Spanish Police Will Interrogate FARC Members

By Dialogo
October 08, 2010


A Spanish court has ordered members of the police to travel to Colombia to interrogate nine former members of the FARC guerrilla group, to whom they want to show recent photos of members of the armed separatist group ETA to see whether they can identify them, court sources said Wednesday.

Spanish National High Court Judge Eloy Velasco ordered the trip to Colombia on 21 September, although the news only became public on Wednesday.

Former guerrillas from the Revolutionary Armed Forces of Colombia (FARC) included in the Colombian government’s rehabilitation plan have identified several ETA members in the past, judicial sources specified.

The Colombian government announced its decision to collaborate with the Spanish courts and even said that it will share any information found on the computers of the FARC’s top military commander, Víctor Julio Suárez, alias El Mono Jojoy, who died in a jungle bombardment two weeks ago.

“Whatever can help to do justice in this area, we’re more than willing, and that’s what we’ll do,” Colombian Foreign Minister María Angela Holguín said in Bogotá.

The instructing magistrate investigating the alleged relationship between the two armed groups, in which relationship he says the Venezuelan government has cooperated, has requested his fellow High Court judge Ismael Moreno to send him the testimony given by two alleged members of the Basque separatist group ETA.

The ETA members, according to a document made public this week, acknowledged receiving training in Venezuela.
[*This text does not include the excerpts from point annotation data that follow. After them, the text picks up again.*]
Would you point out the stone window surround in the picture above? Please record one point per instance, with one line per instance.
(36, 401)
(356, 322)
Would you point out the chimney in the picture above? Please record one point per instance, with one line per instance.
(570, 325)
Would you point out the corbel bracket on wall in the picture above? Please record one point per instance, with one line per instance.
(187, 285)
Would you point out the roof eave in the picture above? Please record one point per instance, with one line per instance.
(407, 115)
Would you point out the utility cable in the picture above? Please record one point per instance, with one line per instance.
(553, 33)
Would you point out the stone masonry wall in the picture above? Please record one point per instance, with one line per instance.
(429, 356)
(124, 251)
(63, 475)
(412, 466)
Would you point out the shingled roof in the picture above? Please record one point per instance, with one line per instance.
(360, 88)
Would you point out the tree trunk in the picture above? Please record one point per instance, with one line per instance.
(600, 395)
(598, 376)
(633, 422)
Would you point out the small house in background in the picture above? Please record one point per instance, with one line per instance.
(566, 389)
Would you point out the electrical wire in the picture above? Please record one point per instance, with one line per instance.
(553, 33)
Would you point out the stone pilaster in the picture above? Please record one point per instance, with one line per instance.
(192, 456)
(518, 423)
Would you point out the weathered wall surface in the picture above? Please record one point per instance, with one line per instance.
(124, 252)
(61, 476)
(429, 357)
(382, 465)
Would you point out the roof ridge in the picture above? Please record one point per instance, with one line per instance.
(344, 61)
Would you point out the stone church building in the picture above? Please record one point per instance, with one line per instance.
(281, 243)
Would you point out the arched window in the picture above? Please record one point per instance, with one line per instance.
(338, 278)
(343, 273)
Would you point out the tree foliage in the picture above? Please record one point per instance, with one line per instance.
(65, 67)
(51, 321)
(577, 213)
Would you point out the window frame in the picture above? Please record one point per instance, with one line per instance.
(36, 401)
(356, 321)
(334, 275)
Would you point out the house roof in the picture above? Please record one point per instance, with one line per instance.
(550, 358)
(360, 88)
As part of the same judicial proceedings, Judge Velasco will take statements on 15 November from two former Venezuelan public prosecutors who have information on ETA’s activity in the Caribbean country, at the request of the private prosecution brought by the Association of Victims of Terrorism and the Democratic Platform of Venezuelans in Spain, the sources said.

Need for Investigation
The open investigations being pursued by the National High Court into the FARC and ETA and possible Venezuelan connivance have caused tension in relations between Spain and Hugo Chávez’s administration on two occasions in recent months.

The controversy reemerged on Monday when a ruling by Judge Moreno, in which he ordered Juan Carlos Besance y Xabier Atristain held on charges of illegal possession of arms and explosives and membership in a terrorist organization, cited previous investigations and statements supporting the claim that the two were trained in Venezuelan territory after having received courses in France.

On Wednesday, Spanish Prime Minister José Luis Rodríguez Zapatero dismissed the possibility that the government of Venezuela or of any other country was cooperating with ETA, but he affirmed that the statements by the alleged ETA members need to be investigated, for which he requested the Caribbean country’s collaboration.

“Of course, in the government’s view, the statements (…) by the alleged ETA members provide sufficient evidence to require an investigation and a response from the Venezuelan government,” Zapatero said during an interview with Tele 5.

“We are convinced that no government in the world, of course, is giving shelter to what is a terrorist gang (…), the issue is that no terrorist should feel more or less free, more or less secure in any country, and this demands on our part cooperation with all governments, also of course with the Venezuelan government,” he added.

In March Judge Velasco indicated in a court document that the Venezuelan government cooperated in facilitating meetings between ETA and the FARC and the exchange of guerrilla-warfare techniques or information related to a possible attack in Spain on high-ranking Colombian officials, such as then-president Alvaro Uribe.

According to the document, in 2007 ETA members were escorted by a member of the Venezuelan military to a jungle location where they received a course in handling explosives from members of the FARC.

Following the judicial ruling, both countries reaffirmed their commitment to the fight against terrorism in a joint statement, in which they declared the controversy over.

Zapatero affirmed that he has raised the subject with President Chávez on several occasions during the last two years.

“I can assure you that if this is going on, it will have limited scope in any event, because ETA’s capabilities are very limited (…), these capabilities will be eradicated in Venezuela,” he affirmed.

ETA and the FARC are on the European Union’s list of terrorist organizations, and the two groups have maintained “coordinated relations” throughout their history for “some of their illicit objectives,” according to the March ruling.